Les sources iconographiques et audiovisuelles
A l’instar du témoignage oral, la documentation iconographique et audiovisuelle ne fut d’abord admise que comme simple illustration d’un discours exclusivement fondé sur l’écrit. Depuis une trentaine d’années, les historiens du temps présent ont reconnu l’intérêt des images comme source de l’histoire.
Trois sources d’« images fixes » intéressent particulièrement l’historien : la caricature, la bande dessinée et la photographie. L’apport de chacune d’elle à l’histoire est souligné avant que ne soient présentées les méthodes à mettre en œuvre pour leur étude rigoureuse. Le professeur trouvera d’intéressants exemples de décodage de la photographie de presse et de décryptage de bande dessinée.

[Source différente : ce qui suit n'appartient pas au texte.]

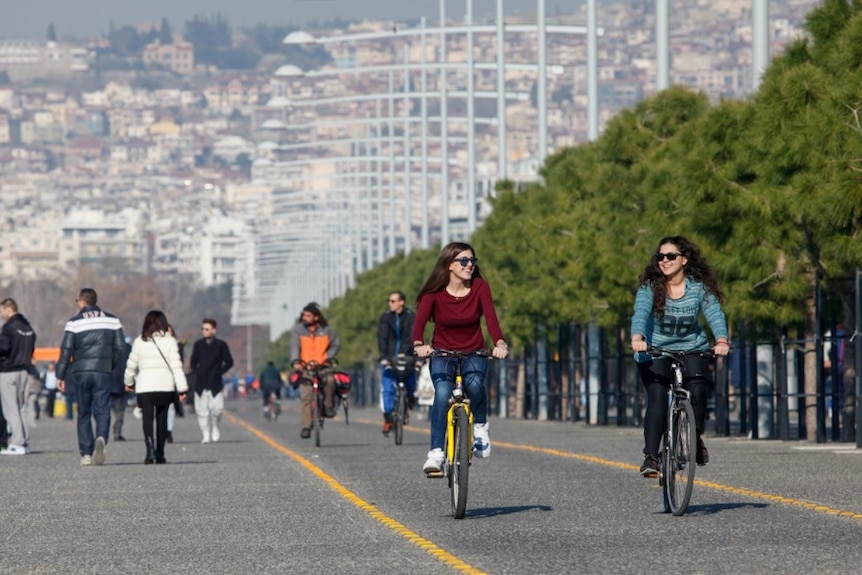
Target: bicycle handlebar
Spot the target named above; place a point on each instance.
(656, 351)
(461, 354)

Les sources audiovisuelles sont des supports nouveaux et déroutants pour l’historien ; « l’apport essentiel de Pierre Sorlin » et celui de Marc Ferro « pour qui le film doit devenir une des sources de base de l’historien des sociétés contemporaines » sont bien soulignés avant que ne soient présentés les centres de conservation des documents cinématographiques, radiophoniques et télévisuels, puis les types de productions audiovisuelles intéressant l’historien : journaux télévisées, films documentaires, films de fiction (films réalistes et néo-réalistes, cinéma social, films « de mémoire »). Quelques pages sont enfin consacrées à l’approche méthodologique de l’étude de film.

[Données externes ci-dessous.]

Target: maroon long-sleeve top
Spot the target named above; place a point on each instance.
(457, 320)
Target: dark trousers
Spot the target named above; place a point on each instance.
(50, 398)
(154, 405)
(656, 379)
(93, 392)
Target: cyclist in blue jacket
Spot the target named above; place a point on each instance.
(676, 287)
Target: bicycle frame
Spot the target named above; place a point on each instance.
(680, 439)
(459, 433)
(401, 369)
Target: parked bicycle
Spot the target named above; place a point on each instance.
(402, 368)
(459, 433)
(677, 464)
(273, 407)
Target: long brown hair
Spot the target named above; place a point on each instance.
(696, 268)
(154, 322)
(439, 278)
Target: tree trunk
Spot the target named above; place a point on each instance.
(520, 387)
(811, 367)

Internet et les sources numérisées
Utiles au chercheur, elles le sont aussi au professeur qui souhaite utiliser cet immense espace de documentation avec méthode et efficacité, et qui doit apprendre à ses élèves à le faire quand ils les encadre dans leurs activités de recherche.
« Internet se révèle comme un instrument utile, pratique et rapide tout au long d’une recherche en histoire immédiate : depuis le moment où l’historien teste un sujet, hésite sur la problématique, s’efforce de repérer les principaux gisements de sources, jusqu’à la phase d’analyse de la documentation numérisée ».
Dictionnaires, encyclopédies (dont Wikipédia), sites généralistes et institutionnels, moteurs de recherche sont identifiés et présentés. Le lecteur apprend à constituer une bibliographie, à repérer des sources, à analyser de la documentation numérisée.
L’intérêt d’Internet est aussi d’offrir aux historiens sur certains thèmes une documentation nouvelle et originale. De nombreux sites sont présentés ou évoqués, sites officiels, sites de journaux, d’associations, de mouvements et de partis ; des dizaines d’adresses sont données.
Internet est à l’origine de plusieurs nouveaux supports d’expression individuelle et collective qui permettent de faire partager ses connaissances et d’en débattre : « sites personnels », « pages personnelles » proposées par les serveurs à leurs abonnés, forums et listes de discussions, « chats, « blogs ». Autant de gisements de nouvelles archives dont il faut connaître et maîtriser les outils d’exploitation.
Internet pourrait être un lieu d’échanges, de débat, de diffusion pour les historiens. Une communication scientifique peut en effet s’établir entre trois types de site : les sites personnels de chercheurs, les sites d’équipes de recherche, les « portails » généralistes. Force est de constater que ces sites sont encore rares et, qu’à la différence de leurs collègues américains (l’auteur signale l’existence du « remarquable portail H-net de l’Université du Michigan »), les « historiens et chercheurs français n’ont pas encore fait du Web un lieu de débat » et qu’ils semblent souffrir d’une « absence d’une culture de la discussion ».
Le livre se termine par un plaidoyer pour que « la maîtrise de ces nouvelles technologies » qui « modifient considérablement et avantageusement les conditions de la recherche (…) trouve toute sa place dans la formation universitaire des historiens ; ce qui est loin d’être le cas aujourd’hui en Europe, notamment en France ».